冠動脈造影の普及に伴い.患者や医師はしばしば.冠動脈造影が正常な典型的な狭心症発作に直面し.多くの疑問や課題を抱えています。 最近.冠動脈疾患の疑いで行われた40万件の冠動脈造影の研究によると.約70%の患者が典型的な狭心症発作を起こしたが.閉塞性冠動脈疾患は37.6%に過ぎず.50%近くが冠動脈狭窄のない狭心症発作だったという報告がある。

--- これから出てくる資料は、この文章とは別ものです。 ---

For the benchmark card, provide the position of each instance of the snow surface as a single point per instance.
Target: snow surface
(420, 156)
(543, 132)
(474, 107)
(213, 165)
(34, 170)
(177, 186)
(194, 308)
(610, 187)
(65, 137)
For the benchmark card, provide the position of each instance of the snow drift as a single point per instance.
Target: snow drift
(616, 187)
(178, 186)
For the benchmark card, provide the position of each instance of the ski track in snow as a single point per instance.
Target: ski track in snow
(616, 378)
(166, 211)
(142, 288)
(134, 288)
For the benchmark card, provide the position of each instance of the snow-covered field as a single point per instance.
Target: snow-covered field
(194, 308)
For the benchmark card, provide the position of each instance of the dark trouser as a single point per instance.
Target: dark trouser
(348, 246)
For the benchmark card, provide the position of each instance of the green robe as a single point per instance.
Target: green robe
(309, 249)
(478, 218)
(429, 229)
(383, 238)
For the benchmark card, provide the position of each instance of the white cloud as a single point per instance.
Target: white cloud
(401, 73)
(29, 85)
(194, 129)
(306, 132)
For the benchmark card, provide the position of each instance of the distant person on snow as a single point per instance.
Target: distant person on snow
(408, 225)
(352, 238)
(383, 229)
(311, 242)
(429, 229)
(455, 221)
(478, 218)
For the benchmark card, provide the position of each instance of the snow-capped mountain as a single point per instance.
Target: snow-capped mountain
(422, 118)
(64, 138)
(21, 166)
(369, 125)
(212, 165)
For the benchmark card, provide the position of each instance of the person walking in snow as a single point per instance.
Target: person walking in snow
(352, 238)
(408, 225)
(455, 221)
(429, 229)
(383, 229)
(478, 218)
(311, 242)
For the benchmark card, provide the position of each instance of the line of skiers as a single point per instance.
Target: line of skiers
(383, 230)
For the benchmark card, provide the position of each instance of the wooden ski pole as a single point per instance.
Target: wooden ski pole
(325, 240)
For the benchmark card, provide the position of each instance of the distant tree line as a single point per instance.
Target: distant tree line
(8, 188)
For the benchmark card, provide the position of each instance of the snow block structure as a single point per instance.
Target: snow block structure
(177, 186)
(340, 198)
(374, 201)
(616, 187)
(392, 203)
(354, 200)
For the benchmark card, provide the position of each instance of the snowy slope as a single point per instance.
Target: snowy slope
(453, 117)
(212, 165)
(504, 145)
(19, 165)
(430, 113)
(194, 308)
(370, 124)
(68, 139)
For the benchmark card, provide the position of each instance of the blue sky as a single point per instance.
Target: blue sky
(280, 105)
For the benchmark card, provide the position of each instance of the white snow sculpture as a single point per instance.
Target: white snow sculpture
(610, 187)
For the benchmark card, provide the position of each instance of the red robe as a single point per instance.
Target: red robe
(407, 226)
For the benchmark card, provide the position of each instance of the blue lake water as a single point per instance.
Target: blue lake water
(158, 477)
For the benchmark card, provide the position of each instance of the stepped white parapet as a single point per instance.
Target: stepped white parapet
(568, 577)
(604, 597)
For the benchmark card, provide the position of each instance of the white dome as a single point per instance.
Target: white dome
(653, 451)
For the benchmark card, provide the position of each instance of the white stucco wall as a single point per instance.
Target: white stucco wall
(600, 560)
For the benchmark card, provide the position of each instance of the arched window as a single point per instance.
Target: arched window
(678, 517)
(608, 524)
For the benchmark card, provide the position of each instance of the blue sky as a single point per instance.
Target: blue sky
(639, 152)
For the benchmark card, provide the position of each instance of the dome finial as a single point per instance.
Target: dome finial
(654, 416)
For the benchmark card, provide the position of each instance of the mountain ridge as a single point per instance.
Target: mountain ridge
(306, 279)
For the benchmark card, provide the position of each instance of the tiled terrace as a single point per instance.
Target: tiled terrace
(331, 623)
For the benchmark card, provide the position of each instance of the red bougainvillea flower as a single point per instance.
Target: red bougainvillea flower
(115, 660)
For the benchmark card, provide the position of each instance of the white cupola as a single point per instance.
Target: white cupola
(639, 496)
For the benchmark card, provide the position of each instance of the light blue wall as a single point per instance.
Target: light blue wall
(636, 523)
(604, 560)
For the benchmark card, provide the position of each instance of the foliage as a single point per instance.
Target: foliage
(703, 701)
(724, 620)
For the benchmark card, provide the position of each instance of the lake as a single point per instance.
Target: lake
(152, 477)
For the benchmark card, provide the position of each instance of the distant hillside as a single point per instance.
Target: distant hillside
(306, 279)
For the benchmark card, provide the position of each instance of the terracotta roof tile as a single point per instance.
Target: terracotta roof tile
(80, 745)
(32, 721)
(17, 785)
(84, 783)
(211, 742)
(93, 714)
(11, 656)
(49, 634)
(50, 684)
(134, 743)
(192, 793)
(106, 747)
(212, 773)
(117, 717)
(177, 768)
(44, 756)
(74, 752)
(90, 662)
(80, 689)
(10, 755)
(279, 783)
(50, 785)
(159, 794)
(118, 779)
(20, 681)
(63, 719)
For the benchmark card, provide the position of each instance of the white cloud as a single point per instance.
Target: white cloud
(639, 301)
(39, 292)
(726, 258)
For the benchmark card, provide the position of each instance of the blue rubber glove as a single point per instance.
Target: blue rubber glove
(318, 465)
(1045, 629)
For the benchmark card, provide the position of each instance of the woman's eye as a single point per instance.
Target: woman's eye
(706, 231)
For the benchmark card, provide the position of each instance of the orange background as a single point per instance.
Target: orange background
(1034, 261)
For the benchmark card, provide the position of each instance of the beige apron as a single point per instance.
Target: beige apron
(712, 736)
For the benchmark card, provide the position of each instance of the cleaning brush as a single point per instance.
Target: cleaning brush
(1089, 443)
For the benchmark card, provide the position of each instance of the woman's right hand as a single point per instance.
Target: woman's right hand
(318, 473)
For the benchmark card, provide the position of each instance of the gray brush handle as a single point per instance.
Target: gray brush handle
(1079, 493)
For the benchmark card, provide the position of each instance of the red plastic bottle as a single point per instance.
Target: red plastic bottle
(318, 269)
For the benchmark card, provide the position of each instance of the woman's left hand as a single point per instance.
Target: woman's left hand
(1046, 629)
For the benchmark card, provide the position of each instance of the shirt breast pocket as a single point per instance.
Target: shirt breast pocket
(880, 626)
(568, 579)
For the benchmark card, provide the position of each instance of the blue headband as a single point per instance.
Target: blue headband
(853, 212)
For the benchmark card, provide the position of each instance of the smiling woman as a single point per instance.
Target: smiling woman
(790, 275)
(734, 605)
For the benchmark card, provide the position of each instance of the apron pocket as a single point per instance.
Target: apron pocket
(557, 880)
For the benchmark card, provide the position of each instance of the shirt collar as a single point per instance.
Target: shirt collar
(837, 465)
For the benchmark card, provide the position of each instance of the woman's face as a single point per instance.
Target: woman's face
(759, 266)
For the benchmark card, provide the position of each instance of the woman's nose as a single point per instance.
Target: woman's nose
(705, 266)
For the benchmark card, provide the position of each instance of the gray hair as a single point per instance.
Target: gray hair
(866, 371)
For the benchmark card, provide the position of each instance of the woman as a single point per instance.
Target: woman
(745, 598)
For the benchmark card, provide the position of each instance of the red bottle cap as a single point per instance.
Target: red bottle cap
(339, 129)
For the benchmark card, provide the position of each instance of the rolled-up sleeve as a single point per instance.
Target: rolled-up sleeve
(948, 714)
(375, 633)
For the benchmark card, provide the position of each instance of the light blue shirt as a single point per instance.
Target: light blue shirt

また.冠動脈造影が正常な狭心症患者では.冠動脈奇形を除外しても.かなりの割合で狭心症発作が再発・長期化し.心筋梗塞や突然死などの重大な心血管イベントを合併することさえあることが明らかにされています。 冠動脈造影が正常な冠攣縮性狭心症発作には.微小血管狭心症.冠動脈攣縮.心筋橋.心膜疾患.大動脈(弁)疾患.心臓外疾患の主に7種類の病態が関与しています。
1.微小血管性狭心症
心臓X症候群とも呼ばれ.典型的な労作性狭心症状を呈し.心筋虚血の客観的証拠を伴うが.冠動脈造影上有意な狭窄を認めない臨床症候群の一群である。 太い冠動脈(直径500μm以上)は冠動脈抵抗に5%以下の寄与しかしないため導管血管と呼ばれ.小前頭動脈(直径100-500μm)や小動脈(100μm以下)は流れ抵抗に主に寄与している。 冠動脈造影で証明できない抵抗血管の機能不全が.微小血管狭心症の主な病態生理の基盤である:。
(i) 痙攣につながる微小血管内皮機能障害。
(ii) 微小血管のアテローム性動脈硬化症。
(iii)炎症。
(iv) 神経機能障害:植物性神経機能障害.体性神経反射性疼痛機構異常など。
微小血管狭心症の診断基準。
(1)典型的な労作性狭心症の症状。
(2) 狭心症時の心電図または心臓負荷試験における虚血性変化。
誘発テストが陰性であれば.冠動脈のけいれんは除外される。
(iv) 冠動脈造影で心外膜血管に有意な狭窄を認めない。
微小血管狭心症の主な治療方針は以下の通りです。
症状の緩和:非ジヒドロピリジン系カルシウム拮抗薬やラノラジン.ニコランジルなどの新しい抗心筋虚血薬が望ましく.従来の硝酸薬は効果がないか.ほとんど効果がない。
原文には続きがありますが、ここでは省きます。